Since 2009, CfE has helped about 140 entrepreneurs of all ages – including children – start and grow their businesses, from hair salons to nonprofits.
“I think if you can dream it, it probably has made its way to the center,” said Kristin Brennan, who manages community outreach for GenEI.
The center also partners with employment services agency Michigan Works! to help entrepreneurs find sustainable employment while developing their businesses.
Amanda Lankerd, GenEI program developer, said budding entrepreneurs face many barriers, from access to capital to financial literacy, and said center staff and their partners are working to remove those challenges to spur economic growth in Battle Creek and neighboring communities, including connecting entrepreneurs and investors.
This summer, the CfE and its partners will host a three-day business-planning competition for startup entrepreneurs called “ Startup Fest.” During the inaugural event, entrepreneurs will network with executives and professionals from various industries to cultivate a team of mentors, who can help them develop a business pitch to present to a panel of judges on the final day. The best pitch wins $2,500.

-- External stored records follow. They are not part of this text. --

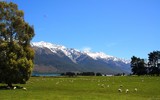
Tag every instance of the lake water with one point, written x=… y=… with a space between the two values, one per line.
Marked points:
x=39 y=74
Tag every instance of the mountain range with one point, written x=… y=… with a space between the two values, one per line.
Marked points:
x=52 y=58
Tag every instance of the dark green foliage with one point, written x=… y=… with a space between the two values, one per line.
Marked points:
x=16 y=54
x=138 y=66
x=154 y=65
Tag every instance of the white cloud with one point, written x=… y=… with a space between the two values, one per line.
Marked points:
x=111 y=45
x=86 y=49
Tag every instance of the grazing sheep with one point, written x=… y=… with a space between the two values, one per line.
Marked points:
x=57 y=83
x=135 y=89
x=127 y=90
x=119 y=90
x=102 y=86
x=24 y=88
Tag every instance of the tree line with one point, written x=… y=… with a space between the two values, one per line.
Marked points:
x=151 y=67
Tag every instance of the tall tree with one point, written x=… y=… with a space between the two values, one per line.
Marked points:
x=138 y=66
x=16 y=54
x=154 y=64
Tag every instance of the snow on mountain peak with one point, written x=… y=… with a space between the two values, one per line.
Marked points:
x=70 y=52
x=96 y=55
x=47 y=45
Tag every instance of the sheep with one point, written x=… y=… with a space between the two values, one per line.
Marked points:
x=127 y=90
x=135 y=89
x=119 y=90
x=14 y=88
x=121 y=86
x=102 y=86
x=24 y=88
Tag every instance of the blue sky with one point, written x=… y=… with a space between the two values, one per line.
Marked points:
x=121 y=28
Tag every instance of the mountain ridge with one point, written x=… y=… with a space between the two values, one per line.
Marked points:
x=58 y=57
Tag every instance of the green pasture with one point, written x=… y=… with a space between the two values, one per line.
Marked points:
x=86 y=88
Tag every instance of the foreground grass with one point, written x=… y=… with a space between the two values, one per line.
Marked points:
x=86 y=88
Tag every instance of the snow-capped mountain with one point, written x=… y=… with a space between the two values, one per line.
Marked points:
x=59 y=56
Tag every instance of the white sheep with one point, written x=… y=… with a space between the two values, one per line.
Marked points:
x=119 y=90
x=127 y=90
x=135 y=89
x=14 y=88
x=24 y=88
x=102 y=86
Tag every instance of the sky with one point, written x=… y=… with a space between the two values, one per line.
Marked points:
x=121 y=28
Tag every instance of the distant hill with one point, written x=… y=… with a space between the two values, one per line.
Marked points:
x=51 y=58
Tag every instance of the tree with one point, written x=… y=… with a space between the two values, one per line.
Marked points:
x=138 y=66
x=154 y=64
x=16 y=54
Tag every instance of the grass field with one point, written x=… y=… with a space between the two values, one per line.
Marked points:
x=86 y=88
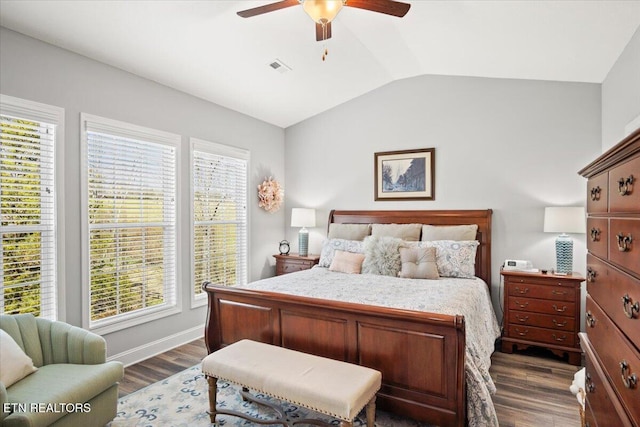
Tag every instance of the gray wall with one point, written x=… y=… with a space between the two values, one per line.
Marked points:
x=40 y=72
x=514 y=146
x=621 y=94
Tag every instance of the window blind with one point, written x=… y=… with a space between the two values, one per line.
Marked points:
x=219 y=215
x=131 y=212
x=27 y=208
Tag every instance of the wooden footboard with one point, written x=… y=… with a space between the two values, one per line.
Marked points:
x=421 y=355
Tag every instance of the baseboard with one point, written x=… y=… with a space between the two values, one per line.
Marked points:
x=143 y=352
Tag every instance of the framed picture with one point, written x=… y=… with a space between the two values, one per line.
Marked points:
x=405 y=175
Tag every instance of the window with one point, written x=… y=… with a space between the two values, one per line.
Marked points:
x=129 y=223
x=30 y=135
x=219 y=204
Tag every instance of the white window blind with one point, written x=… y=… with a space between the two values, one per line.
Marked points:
x=28 y=244
x=219 y=199
x=131 y=221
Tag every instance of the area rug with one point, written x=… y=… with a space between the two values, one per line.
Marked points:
x=182 y=401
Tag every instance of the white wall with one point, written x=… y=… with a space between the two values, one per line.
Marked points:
x=621 y=94
x=514 y=146
x=37 y=71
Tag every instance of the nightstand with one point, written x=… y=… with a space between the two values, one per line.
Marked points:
x=542 y=310
x=294 y=262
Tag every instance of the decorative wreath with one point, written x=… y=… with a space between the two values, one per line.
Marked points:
x=271 y=194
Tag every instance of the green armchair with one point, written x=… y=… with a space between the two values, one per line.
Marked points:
x=74 y=384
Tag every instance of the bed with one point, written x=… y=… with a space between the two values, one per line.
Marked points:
x=430 y=372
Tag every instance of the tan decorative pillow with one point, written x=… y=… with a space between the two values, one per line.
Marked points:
x=449 y=232
x=14 y=362
x=347 y=262
x=418 y=263
x=349 y=231
x=407 y=232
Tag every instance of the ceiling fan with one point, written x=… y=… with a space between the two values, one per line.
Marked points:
x=323 y=11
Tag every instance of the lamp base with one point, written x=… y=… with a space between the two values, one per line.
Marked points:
x=564 y=254
x=303 y=242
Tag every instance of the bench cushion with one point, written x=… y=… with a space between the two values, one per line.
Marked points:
x=328 y=386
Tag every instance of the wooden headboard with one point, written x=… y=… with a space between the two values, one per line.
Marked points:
x=454 y=217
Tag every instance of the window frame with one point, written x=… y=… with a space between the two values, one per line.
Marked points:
x=123 y=321
x=55 y=116
x=196 y=144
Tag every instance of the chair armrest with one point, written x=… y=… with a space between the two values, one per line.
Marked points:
x=3 y=400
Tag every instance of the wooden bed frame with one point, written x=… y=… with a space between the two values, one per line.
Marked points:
x=421 y=355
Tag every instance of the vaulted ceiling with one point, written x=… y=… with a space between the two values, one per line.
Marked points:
x=205 y=49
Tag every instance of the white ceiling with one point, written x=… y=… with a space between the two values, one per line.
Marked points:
x=205 y=49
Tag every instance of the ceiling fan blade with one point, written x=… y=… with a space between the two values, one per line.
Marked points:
x=268 y=8
x=388 y=7
x=321 y=34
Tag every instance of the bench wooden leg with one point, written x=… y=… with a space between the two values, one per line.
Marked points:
x=371 y=412
x=213 y=393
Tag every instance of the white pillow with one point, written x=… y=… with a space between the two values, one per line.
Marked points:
x=14 y=363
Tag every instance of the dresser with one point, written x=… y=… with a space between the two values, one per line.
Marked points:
x=542 y=310
x=294 y=262
x=611 y=342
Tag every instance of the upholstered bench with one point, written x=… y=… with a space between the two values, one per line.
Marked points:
x=331 y=387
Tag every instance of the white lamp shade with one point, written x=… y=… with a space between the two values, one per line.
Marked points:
x=303 y=217
x=564 y=220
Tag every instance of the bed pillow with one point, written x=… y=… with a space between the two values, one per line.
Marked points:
x=347 y=262
x=408 y=232
x=331 y=245
x=14 y=362
x=349 y=231
x=454 y=258
x=449 y=232
x=381 y=255
x=418 y=263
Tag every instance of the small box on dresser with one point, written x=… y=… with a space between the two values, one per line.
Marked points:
x=542 y=310
x=611 y=342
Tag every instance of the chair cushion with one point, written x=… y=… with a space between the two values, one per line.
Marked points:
x=14 y=363
x=328 y=386
x=63 y=383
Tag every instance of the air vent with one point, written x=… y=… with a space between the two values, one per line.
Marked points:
x=280 y=66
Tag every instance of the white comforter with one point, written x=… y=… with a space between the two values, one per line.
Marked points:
x=467 y=297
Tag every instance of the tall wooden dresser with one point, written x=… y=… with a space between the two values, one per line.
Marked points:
x=611 y=342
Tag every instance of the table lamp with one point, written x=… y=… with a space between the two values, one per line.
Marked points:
x=303 y=217
x=564 y=220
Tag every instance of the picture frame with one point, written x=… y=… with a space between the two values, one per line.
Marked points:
x=405 y=175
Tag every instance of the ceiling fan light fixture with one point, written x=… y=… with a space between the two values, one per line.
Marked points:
x=322 y=11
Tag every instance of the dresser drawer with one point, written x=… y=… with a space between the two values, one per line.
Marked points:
x=624 y=243
x=602 y=403
x=562 y=308
x=624 y=188
x=549 y=336
x=558 y=292
x=598 y=236
x=559 y=323
x=620 y=360
x=616 y=293
x=597 y=194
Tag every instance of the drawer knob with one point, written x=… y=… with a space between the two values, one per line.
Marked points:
x=624 y=242
x=560 y=310
x=628 y=307
x=591 y=321
x=630 y=381
x=625 y=186
x=591 y=387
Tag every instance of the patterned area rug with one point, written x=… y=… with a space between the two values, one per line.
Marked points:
x=182 y=400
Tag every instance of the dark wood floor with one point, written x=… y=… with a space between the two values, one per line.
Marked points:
x=532 y=391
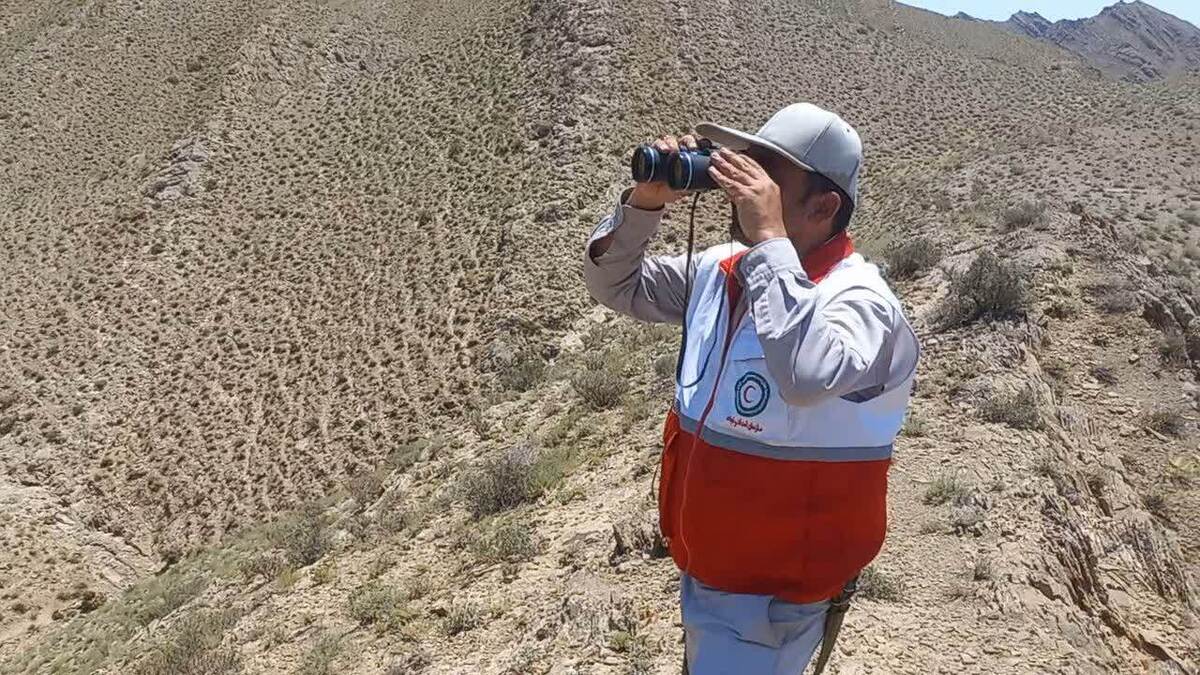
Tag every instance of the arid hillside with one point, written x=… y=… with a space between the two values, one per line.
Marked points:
x=298 y=372
x=1132 y=41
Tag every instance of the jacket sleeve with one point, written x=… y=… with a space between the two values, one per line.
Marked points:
x=814 y=354
x=624 y=279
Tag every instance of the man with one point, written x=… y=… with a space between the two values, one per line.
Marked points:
x=793 y=382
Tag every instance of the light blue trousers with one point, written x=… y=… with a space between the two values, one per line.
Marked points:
x=742 y=634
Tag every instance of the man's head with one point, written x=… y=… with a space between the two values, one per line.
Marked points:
x=814 y=156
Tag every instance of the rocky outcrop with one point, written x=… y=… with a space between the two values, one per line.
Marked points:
x=1132 y=41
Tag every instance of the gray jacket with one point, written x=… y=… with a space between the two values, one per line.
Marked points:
x=815 y=346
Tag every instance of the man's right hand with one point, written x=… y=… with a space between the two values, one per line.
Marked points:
x=653 y=196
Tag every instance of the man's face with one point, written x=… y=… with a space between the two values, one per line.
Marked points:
x=793 y=189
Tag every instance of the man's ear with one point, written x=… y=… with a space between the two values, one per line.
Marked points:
x=826 y=205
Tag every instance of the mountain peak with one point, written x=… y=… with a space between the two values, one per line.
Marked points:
x=1133 y=41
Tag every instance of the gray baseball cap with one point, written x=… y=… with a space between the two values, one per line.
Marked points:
x=813 y=138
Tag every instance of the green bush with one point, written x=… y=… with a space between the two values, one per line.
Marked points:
x=305 y=537
x=503 y=483
x=879 y=585
x=321 y=657
x=379 y=605
x=1173 y=348
x=192 y=647
x=510 y=541
x=523 y=372
x=989 y=288
x=1023 y=214
x=365 y=488
x=461 y=617
x=601 y=389
x=911 y=257
x=946 y=488
x=1018 y=410
x=1165 y=422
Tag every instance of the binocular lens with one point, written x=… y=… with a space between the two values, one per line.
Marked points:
x=648 y=165
x=683 y=171
x=689 y=172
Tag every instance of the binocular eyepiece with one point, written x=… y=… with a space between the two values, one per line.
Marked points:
x=684 y=169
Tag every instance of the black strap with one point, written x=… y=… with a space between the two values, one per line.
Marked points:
x=838 y=608
x=687 y=287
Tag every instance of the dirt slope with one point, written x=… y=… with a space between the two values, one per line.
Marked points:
x=251 y=250
x=1133 y=41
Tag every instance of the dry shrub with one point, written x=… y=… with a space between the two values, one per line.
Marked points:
x=946 y=488
x=1018 y=410
x=268 y=565
x=1173 y=348
x=911 y=257
x=989 y=288
x=321 y=657
x=461 y=617
x=193 y=647
x=523 y=372
x=379 y=605
x=879 y=585
x=165 y=595
x=1023 y=214
x=601 y=389
x=365 y=488
x=305 y=537
x=1165 y=422
x=1114 y=298
x=1104 y=375
x=503 y=483
x=511 y=541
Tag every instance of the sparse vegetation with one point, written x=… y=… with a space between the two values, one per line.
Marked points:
x=305 y=537
x=915 y=426
x=983 y=569
x=319 y=659
x=461 y=617
x=502 y=483
x=379 y=605
x=193 y=647
x=1115 y=298
x=879 y=585
x=1023 y=214
x=1173 y=350
x=1164 y=420
x=508 y=541
x=523 y=372
x=911 y=257
x=946 y=488
x=601 y=389
x=166 y=595
x=1156 y=503
x=365 y=488
x=267 y=565
x=989 y=288
x=1104 y=375
x=1019 y=410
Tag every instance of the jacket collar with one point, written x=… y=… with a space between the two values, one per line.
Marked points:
x=820 y=261
x=817 y=263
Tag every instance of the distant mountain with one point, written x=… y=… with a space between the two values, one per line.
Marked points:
x=1132 y=41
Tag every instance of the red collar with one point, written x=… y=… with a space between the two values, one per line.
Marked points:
x=825 y=257
x=817 y=263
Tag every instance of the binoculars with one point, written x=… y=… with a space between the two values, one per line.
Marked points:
x=683 y=171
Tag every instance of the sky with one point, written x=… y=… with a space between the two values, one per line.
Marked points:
x=1053 y=10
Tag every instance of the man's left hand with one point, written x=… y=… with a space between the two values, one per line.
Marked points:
x=753 y=192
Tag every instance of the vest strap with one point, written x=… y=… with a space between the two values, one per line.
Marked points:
x=797 y=453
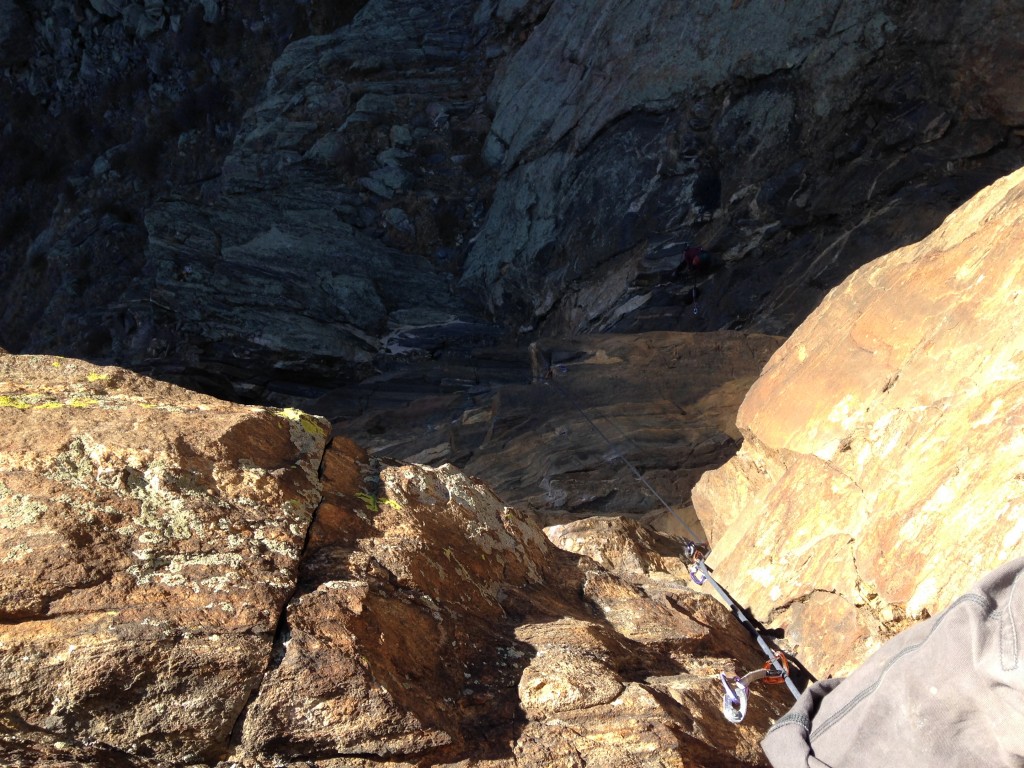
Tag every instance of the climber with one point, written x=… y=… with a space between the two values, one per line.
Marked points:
x=696 y=261
x=947 y=691
x=695 y=258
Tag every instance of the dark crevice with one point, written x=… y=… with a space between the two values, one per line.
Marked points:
x=282 y=632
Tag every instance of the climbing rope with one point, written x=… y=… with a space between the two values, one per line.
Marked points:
x=776 y=669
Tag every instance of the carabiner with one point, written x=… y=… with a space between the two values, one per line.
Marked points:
x=734 y=700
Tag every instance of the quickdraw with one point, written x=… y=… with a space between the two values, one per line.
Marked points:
x=736 y=691
x=775 y=670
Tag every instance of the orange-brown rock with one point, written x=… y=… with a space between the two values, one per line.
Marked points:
x=181 y=587
x=436 y=626
x=882 y=471
x=150 y=538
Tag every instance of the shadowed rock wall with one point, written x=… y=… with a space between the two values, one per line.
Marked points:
x=267 y=213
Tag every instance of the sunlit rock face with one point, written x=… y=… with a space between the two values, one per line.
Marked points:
x=193 y=583
x=151 y=538
x=881 y=468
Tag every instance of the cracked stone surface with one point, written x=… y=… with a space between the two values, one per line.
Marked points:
x=150 y=538
x=881 y=470
x=193 y=583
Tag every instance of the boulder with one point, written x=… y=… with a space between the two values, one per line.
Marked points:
x=193 y=583
x=150 y=539
x=880 y=473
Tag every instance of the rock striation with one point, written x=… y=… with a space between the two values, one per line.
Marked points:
x=598 y=424
x=880 y=473
x=269 y=201
x=193 y=583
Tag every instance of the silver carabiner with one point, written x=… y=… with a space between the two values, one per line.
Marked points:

“I think it helps to provide or at least cultivate an entrepreneurial spirit in the community that these opportunities and resources are available in Battle Creek that have never really existed before,” Lankerd said.
Peters credits survey results from BC Vision, the community economic development initiative launched with support from the Kellogg Foundation and Kellogg Company last year, with elevating job creation as a top priority in Battle Creek, where the unemployment rate is 5.3 percent. Data gathered also showed a demand for small business services.
“It has provided us with more exposure and allowed us to meet new partners,” Peters said about BC Vision’s community outreach, adding the CfE continues to increase its visibility by raising more awareness of its services to improve economic stability throughout metropolitan Battle Creek.
Stanley said she is making plans to expand and eventually would like her custom shades and nightlights on store shelves across America.
“I just have that passion to be bigger,” said Stanley. “I would like to walk in to Walmart or Sam’s Club somewhere and see Shadey Bizness.”